Abstract
Observations are at the core of natural sciences. Their results provide the evidence that forms the basis for the description of features, from which interpretations and inferences are made, and underlie the development of models that describe the processes that govern the natural universe. Management and exchange of observation data is thus central to eResearch.Many investigations in natural environment and resources require access to observational data originally collected and maintained for disparate purposes. For example, water resources investigations will commonly utilize observations from hydrology, meteorology and climate science, geology, geophysics, ecology etc. However, the different disciplines use differing practices and assumptions in data collection, and typically encode their data using different technologies or file formats. Even if data serialization is nominally standardized (e.g. Excel spreadsheets; Access database; SQL dump) column order, labels or field names are unlikely to be shared.

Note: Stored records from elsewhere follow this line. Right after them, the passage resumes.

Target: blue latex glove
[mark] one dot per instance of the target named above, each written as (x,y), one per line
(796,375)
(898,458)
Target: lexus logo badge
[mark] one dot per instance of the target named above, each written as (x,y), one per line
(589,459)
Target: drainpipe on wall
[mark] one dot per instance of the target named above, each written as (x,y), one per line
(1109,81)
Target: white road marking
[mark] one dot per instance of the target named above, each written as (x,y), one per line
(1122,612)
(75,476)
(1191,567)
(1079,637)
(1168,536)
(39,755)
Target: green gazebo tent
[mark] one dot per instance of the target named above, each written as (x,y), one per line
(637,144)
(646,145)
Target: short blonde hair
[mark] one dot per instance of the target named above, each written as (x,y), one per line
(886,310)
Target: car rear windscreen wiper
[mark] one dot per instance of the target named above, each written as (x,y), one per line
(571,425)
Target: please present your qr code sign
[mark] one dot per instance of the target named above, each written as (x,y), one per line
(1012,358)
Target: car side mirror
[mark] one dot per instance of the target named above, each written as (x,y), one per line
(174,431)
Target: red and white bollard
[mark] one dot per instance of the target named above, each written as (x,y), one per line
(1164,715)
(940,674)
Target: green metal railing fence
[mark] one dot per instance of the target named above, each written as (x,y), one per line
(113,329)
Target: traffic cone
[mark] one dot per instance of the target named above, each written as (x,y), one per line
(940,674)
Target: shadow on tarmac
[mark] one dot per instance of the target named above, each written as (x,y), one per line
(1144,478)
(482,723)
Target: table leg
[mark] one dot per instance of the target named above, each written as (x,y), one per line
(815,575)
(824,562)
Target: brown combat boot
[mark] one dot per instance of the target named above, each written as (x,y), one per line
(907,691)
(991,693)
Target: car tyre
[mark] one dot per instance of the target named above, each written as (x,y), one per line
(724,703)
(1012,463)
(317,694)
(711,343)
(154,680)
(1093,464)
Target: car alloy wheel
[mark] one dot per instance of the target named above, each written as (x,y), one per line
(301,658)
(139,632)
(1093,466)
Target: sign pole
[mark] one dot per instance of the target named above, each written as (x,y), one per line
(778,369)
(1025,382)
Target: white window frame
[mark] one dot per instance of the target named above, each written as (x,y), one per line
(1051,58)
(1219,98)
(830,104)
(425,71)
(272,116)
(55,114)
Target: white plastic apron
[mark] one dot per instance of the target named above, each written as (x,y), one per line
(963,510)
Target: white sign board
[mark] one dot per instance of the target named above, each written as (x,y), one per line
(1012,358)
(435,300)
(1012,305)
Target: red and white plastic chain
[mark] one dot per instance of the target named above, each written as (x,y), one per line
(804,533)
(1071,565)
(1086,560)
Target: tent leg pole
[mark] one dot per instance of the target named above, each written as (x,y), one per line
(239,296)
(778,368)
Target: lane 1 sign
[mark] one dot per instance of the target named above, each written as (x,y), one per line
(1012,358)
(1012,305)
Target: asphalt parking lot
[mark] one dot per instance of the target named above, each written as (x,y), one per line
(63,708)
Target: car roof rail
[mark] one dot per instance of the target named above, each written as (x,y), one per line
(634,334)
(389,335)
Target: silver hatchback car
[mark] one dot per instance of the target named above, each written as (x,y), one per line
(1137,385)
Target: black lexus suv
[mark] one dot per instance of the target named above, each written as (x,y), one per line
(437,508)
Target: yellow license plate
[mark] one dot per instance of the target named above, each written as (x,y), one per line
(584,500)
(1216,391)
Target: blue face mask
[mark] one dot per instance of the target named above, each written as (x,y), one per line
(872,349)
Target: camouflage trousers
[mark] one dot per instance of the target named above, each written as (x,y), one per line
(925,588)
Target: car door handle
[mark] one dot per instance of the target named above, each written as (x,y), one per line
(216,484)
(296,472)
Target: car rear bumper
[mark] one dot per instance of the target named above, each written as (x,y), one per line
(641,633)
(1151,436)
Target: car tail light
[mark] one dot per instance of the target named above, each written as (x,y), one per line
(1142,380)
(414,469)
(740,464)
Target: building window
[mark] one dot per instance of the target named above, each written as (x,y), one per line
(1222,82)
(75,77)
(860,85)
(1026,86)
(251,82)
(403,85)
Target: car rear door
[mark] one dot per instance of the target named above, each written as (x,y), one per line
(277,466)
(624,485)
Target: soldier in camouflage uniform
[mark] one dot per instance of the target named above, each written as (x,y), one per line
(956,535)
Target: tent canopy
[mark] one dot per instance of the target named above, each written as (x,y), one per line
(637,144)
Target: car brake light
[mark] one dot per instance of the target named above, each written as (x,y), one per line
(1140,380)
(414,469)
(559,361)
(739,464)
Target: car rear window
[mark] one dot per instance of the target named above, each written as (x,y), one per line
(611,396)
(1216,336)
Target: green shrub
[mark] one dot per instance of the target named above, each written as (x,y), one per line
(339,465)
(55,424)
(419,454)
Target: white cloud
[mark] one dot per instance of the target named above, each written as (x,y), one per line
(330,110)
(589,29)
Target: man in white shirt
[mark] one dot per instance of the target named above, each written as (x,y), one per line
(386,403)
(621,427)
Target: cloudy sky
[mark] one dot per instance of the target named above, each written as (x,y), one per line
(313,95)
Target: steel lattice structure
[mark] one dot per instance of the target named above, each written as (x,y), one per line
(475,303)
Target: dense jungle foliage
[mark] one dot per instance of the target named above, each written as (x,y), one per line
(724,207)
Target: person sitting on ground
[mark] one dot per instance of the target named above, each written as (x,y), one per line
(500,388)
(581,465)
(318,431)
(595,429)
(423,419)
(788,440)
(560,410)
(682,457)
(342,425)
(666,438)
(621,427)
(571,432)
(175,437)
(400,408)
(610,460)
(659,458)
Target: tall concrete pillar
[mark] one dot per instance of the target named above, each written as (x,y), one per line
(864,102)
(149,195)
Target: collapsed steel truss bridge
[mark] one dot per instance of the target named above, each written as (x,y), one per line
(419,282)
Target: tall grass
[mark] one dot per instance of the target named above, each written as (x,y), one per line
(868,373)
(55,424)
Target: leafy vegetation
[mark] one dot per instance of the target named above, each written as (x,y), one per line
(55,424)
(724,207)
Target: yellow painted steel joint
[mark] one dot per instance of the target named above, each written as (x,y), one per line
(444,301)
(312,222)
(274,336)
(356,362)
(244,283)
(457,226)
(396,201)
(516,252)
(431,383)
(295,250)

We have developed a generic information model for observations and sampling. The aim is to define a number of terms used for measurements, and the relationships between them. These include observation, measurement, result, procedure, feature of interest, observed property, property type, coverage and related terms. The model has been tested against applications in a variety of earth and environmental sciences, and appears to be capable of capturing all the necessary information, when combined with domain-based feature-types and specialized observation procedures where necessary.
In many practical cases, observations are not made on the feature of ultimate interest to an investigation, because:
a. The feature is inaccessible (e.g. concealed, or too large for exhaustive observation)
- This introduces the concept of sampling, whereby observations are made on a subset of the complete feature, with the intention that the sample represents the whole
- However, there are sensible properties that may be combined and/or further processed to obtain an estimate of the property of interest
By exploiting these common patterns many components of information models are reuseable and repeatable, thus making seamless integration of disparate data sets much easier. It will also encourage the development of standard interfaces for observational data, and common processing and visualization systems.
The model has been formalized in UML and XML Schema, and published as an Open Geospatial Consortium standard. It leverages standard components for features and geometry from other OGC standards.